- First tankōbon volume cover

最強勇者パーティーは愛が知りたい (Saikyō Yūsha Pātī wa Ai ga Shiritai)
- Genre: Fantasy; Romantic comedy;
- Written by: Hadajuban Yamada
- Published by: Comic Smart (digital); Ichijinsha (print);
- English publisher: NA: Crossed Hearts;
- Magazine: Ganma!
- Original run: August 31, 2023 – present
- Volumes: 5

= Love Beyond the Final Boss: The Hero's Quest for Love =

Japanese manga series

Love Beyond the Final Boss: The Hero's Quest for Love (最強勇者パーティーは愛が知りたい, Saikyō Yūsha Pātī wa Ai ga Shiritai) is a Japanese manga series written and illustrated by Hadajuban Yamada. It began serialization on Comic Smart's Ganma! manga website in August 2023, with its volume releases handled by Ichijinsha.

==Synopsis==
The series is set in a world where the demon lord was defeated by the strongest Hero Party. Itsuka Daihoma is an unpopular wizard in the Strongest Hero's Party, and hopes that the leader of his party, Shayu Sugoigoi, would kick him out of the party so he can build on his popularity. However, Shayu refuses to kick him out. During a meeting, it is later revealed that the Hero's Party overachieved in their defeat of the demon lord, so much so that it has lead to previously summoned heroes wreaking havoc in the world.

==Publication==
Written and illustrated by Hadajuban Yamada, Love Beyond the Final Boss: The Hero's Quest for Love began serialization on Comic Smart's Ganma! manga website on August 31, 2023. Its chapters have been compiled into five tankōbon volumes as of June 2026. Ichijinsha have released four print volumes as of November 2025.

During their panel at Anime NYC 2026, Crossed Hearts announced that it had licensed the series for English publication.

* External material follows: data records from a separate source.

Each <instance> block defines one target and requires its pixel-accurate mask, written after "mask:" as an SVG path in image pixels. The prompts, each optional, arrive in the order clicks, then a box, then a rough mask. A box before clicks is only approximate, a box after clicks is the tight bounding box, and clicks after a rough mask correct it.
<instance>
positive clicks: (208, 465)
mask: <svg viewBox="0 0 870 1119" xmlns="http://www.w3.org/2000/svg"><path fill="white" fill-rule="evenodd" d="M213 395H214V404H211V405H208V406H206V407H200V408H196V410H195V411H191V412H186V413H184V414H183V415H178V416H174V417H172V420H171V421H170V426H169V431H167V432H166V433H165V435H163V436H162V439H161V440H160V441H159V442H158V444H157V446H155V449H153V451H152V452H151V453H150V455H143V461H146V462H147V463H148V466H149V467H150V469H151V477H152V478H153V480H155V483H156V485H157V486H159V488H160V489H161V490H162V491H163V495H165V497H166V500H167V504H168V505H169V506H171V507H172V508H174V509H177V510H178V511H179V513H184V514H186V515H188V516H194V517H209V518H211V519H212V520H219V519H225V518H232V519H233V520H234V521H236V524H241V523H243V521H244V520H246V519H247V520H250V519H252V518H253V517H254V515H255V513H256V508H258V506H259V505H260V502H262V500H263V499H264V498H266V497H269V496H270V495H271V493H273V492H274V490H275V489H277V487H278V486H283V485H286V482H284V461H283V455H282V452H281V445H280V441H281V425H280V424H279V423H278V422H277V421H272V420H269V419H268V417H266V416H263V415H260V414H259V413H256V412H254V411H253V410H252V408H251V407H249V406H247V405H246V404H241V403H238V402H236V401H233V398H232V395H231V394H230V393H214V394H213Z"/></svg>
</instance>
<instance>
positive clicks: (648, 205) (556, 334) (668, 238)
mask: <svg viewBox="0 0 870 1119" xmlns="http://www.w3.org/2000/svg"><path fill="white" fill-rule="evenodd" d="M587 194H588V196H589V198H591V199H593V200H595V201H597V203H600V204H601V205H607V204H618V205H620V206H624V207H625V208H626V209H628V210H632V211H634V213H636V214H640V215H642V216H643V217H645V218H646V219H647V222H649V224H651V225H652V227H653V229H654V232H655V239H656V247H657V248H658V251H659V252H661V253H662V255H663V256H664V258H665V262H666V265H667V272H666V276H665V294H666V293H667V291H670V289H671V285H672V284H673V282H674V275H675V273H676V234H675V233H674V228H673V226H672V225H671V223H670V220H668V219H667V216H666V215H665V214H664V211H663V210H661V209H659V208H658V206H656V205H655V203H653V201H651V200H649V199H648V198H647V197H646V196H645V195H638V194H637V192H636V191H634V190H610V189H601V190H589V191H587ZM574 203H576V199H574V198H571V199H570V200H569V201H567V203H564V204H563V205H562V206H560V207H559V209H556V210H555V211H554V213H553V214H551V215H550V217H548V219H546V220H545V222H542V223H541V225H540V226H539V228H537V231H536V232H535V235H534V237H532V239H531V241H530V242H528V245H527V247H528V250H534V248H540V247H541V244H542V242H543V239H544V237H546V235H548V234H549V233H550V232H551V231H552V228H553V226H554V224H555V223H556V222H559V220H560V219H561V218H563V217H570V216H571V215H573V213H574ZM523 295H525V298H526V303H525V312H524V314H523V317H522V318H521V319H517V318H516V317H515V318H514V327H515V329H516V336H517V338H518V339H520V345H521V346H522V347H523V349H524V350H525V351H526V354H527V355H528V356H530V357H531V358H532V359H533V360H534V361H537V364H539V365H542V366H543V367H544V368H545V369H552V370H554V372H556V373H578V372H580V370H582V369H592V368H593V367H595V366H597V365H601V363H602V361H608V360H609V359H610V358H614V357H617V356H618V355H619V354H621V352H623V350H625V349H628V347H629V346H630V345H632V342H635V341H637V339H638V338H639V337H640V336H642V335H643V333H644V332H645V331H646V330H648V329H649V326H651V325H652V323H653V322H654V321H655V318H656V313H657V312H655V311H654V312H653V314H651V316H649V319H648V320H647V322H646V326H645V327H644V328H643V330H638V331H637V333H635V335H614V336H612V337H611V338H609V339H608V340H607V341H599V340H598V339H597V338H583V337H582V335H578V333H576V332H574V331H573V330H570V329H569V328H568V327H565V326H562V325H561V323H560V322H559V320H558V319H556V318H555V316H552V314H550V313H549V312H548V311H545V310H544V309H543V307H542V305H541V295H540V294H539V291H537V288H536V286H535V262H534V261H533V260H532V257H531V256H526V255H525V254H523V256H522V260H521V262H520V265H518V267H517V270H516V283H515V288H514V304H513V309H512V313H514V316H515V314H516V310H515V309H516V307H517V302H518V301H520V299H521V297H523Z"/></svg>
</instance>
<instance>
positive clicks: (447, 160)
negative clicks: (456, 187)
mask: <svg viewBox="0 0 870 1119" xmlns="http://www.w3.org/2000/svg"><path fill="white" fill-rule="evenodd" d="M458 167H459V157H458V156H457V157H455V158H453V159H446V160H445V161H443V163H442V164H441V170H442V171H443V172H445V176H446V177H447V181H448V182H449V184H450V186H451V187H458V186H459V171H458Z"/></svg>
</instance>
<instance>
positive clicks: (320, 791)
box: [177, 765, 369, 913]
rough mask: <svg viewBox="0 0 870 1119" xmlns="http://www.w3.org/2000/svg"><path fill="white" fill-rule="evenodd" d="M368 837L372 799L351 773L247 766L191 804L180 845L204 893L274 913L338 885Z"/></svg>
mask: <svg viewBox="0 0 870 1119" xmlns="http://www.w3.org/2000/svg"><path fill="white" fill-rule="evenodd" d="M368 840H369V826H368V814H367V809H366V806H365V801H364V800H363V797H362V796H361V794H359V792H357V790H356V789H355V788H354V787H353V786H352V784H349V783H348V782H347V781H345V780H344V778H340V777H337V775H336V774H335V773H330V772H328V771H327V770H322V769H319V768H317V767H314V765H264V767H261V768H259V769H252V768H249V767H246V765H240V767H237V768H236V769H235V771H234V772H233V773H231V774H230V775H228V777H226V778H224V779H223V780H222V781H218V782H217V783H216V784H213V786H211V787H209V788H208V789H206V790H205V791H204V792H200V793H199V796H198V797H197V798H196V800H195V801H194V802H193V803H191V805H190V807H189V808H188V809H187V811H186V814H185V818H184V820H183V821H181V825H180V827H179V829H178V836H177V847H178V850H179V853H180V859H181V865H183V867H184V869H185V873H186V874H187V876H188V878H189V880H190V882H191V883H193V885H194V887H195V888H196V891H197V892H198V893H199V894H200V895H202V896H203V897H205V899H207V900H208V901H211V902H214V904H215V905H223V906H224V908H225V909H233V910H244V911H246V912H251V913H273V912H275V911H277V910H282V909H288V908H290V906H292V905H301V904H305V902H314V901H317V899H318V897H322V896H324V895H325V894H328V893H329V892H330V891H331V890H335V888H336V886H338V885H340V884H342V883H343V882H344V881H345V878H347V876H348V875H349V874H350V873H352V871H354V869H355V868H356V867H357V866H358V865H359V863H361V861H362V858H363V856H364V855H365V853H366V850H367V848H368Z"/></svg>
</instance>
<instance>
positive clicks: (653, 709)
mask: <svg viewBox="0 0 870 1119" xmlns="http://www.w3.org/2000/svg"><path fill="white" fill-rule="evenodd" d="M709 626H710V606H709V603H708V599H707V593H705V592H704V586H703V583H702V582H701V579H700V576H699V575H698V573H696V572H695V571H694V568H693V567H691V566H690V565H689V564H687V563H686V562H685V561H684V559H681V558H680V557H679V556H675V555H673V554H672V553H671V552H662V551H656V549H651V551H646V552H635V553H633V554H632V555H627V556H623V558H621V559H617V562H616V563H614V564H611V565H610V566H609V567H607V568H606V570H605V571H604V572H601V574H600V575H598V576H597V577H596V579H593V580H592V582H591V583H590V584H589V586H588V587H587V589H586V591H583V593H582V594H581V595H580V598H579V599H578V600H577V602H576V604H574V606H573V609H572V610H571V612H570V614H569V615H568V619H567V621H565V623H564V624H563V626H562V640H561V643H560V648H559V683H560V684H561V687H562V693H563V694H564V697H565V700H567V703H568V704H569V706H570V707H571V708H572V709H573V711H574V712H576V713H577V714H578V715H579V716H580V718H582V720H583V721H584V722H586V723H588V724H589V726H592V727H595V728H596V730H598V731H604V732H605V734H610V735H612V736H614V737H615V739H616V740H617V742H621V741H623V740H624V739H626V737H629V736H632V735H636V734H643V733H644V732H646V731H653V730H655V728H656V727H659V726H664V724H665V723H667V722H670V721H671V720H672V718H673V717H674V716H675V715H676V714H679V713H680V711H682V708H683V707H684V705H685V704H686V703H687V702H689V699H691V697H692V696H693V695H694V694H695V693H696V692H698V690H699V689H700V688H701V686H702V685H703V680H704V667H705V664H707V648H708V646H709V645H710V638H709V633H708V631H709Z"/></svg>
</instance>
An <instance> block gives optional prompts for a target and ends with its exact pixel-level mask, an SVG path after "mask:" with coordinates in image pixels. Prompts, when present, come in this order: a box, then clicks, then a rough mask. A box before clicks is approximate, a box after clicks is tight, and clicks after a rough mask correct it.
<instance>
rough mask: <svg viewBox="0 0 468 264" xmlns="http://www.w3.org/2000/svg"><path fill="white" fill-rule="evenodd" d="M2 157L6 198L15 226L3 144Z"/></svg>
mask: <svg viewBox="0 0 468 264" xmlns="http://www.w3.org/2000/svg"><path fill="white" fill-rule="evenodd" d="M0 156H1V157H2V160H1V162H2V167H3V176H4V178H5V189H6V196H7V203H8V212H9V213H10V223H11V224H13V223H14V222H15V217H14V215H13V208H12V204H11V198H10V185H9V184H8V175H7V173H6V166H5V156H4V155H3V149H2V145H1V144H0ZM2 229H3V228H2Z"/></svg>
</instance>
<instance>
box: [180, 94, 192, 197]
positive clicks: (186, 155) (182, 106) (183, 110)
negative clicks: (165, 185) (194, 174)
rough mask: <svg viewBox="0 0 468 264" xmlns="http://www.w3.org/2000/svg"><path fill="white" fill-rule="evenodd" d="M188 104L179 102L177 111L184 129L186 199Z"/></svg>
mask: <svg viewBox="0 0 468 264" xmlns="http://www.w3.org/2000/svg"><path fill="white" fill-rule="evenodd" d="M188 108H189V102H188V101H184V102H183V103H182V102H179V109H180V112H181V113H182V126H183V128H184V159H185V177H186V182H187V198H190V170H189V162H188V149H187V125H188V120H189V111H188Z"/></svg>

| No. | Release date | ISBN |
|---|---|---|
| 1 | June 25, 2024 | 978-4-7580-2720-5 |
| 2 | November 25, 2024 | 978-4-7580-2802-8 |
| 3 | June 4, 2025 | 978-4-7580-2922-3 |
| 4 | November 25, 2025 | 978-4-7580-2995-7 |
| 5 | June 1, 2026 | — |

==Reception==
The series was nominated for the tenth Next Manga Awards in 2024 in the web category.